Fluids (Find the Force Exerted)

[Bcisewski]

Need some assistance on what I am missing
"A tank contains mercury, whose density is 13 600 kg/m3. Find the force exerted by the mercury on a circular plug at the bottom of the tank. The plug has a diameter of 2.54 cm, and is located 37.6 cm below the surface of the mercury". The answer is 25.4 N

1) I have tried p=F/A ending with A*p=F or 2.54*136000=F (Wrong)
2) and F=phgA and again the number to big
3) Finally I tried P2=P1+pgh with P1=(1.01x10^-5) again too large of an answer

Am I missing something from try #1?

Thanks for any assistance

[cepheid]

Your first attempt is wrong because you used the density in the formula for pressure! :eek: (it's ok...an honest mistake).

pressure (letter 'p'): force per unit area

p = \frac{F}{A}

density (letter 'rho'): mass per unit volume

\rho = \frac{m}{V}

I'm curious...where did you get the answer 25.4 N? Is it given in the book?
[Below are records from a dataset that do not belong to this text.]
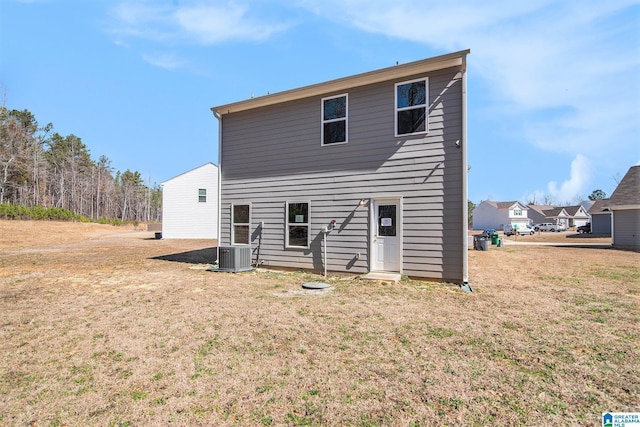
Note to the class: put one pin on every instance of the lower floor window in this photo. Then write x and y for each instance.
(297, 225)
(240, 224)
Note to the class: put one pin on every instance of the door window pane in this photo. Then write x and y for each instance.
(240, 227)
(387, 220)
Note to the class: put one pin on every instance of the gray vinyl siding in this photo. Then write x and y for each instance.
(601, 223)
(626, 228)
(272, 155)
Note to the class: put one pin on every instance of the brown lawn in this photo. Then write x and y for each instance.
(106, 326)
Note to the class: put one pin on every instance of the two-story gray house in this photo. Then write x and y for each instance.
(366, 173)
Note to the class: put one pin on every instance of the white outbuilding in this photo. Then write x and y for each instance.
(190, 204)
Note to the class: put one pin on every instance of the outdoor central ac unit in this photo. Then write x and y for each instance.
(234, 259)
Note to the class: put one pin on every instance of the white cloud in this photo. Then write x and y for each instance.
(576, 185)
(190, 22)
(163, 60)
(567, 74)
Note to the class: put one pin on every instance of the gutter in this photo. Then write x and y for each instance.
(465, 180)
(218, 116)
Because it doesn't specify what the pressure is above the surface of the tank. Assuming it was atmospheric pressure, and using the third formula you tried, I got the wrong answer. But assuming it (p1) was zero, I got the following:

p_2 = 0 + \rho g h

F = pA = (\rho g h)(\pi r^2) = (13 600 kg/m3 )(9.81 N/kg)(0.376m)(\pi)((0.0254m)/2)2 = 25.4 N

That's the right answer, but the method seems a little off...does the problem give more info about the pressure above the tank?

[Clausius2]

Your first attempt is wrong because you used the density in the formula for pressure! :eek: (it's ok...an honest mistake).

pressure (letter 'p'): force per unit area

p = \frac{F}{A}

density (letter 'rho'): mass per unit volume

\rho = \frac{m}{V}

I'm curious...where did you get the answer 25.4 N? Is it given in the book? Because it doesn't specify what the pressure is above the surface of the tank. Assuming it was atmospheric pressure, and using the third formula you tried, I got the wrong answer. But assuming it (p1) was zero, I got the following:

p_2 = 0 + \rho g h

F = pA = (\rho g h)(\pi r^2) = (13 600 kg/m3 )(9.81 N/kg)(0.376m)(\pi)((0.0254m)/2)2 = 25.4 N

That's the right answer, but the method seems a little off...does the problem give more info about the pressure above the tank?

You solved it right, cepheid. Below the plug, there is atmospheric pressure too. So that, the force exerted by the atmosphere is cancelled at the two sides.